Former Framingham Heart Study chief Kannel dies

From The Washington Post:

William B. Kannel, an epidemiologist whose work for six decades on the landmark Framingham Heart Study helped revolutionize the way heart disease is treated, died Aug. 20 at a nursing center in Natick, Mass. He was 87 and had colon cancer, his daughter Patricia Hoffman said.

Any patient ever told by a doctor to eat better, exercise more, lose weight, quit smoking or take cholesterol medication to lower the risk of heart disease owes that life-saving advice in large part to Dr. Kannel.

(Over the years, we’ve learned that risk factors are complicated. Many people without high cholesterol have heart attacks. )

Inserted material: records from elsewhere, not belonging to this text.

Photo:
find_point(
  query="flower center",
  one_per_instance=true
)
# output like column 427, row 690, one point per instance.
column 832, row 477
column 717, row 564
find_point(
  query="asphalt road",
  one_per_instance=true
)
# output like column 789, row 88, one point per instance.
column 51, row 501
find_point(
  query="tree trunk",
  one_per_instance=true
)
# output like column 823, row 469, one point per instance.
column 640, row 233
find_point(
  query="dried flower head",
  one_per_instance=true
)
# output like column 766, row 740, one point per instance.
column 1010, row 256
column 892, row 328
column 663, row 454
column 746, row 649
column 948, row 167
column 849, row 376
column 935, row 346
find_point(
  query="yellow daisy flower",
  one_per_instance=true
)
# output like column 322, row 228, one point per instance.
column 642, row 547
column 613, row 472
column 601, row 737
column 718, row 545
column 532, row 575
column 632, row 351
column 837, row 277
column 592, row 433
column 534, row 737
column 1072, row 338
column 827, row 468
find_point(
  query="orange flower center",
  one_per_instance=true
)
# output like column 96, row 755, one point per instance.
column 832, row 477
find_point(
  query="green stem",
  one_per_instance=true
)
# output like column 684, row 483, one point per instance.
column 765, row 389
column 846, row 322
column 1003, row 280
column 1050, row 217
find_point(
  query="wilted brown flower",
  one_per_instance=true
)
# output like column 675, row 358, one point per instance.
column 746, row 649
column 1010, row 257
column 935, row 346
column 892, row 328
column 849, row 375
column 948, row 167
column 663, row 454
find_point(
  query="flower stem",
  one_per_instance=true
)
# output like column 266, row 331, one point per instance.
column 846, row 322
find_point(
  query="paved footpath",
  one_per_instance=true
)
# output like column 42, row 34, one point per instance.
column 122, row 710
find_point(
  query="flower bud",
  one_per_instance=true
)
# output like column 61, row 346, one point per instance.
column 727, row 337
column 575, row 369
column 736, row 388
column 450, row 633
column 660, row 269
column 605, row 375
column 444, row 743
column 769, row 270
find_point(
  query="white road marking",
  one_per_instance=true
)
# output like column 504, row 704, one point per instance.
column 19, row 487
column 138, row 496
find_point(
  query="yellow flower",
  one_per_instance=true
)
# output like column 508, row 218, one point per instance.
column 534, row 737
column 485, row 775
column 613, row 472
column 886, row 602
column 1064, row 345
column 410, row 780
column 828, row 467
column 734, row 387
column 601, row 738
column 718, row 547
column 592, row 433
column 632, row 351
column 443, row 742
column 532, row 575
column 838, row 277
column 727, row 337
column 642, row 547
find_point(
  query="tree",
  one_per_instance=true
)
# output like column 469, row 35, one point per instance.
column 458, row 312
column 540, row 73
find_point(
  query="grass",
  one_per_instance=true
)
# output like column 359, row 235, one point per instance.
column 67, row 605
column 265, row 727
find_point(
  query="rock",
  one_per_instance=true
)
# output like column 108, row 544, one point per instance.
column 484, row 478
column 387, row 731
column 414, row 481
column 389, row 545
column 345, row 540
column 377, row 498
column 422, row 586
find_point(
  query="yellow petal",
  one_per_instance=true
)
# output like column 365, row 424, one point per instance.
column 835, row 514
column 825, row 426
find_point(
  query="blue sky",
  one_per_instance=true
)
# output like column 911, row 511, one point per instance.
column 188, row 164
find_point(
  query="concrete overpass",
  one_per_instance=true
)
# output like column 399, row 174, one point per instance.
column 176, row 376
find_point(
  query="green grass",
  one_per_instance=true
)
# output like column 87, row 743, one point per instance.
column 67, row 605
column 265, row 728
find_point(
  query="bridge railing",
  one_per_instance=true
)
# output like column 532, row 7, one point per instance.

More on Kannel From BU Today:

…A cardiovascular epidemiologist, Kannel began work with the Framingham Heart Study in 1951 and served as director from 1966 to 1979. The multigenerational epidemiological study, begun in 1948 by the National Heart, Lung, and Blood Institute of the National Institutes of Health and run by BU since 1971 under NIH contract, sought to identify causes of cardiovascular disease by following the health and lifestyles of 5,000 residents of Framingham, Mass. The study currently follows 14,000 people, almost all of them descendants of the original cohort. Between 1979 and 1987, Kannel was the University’s principal investigator with the study and later worked as senior investigator.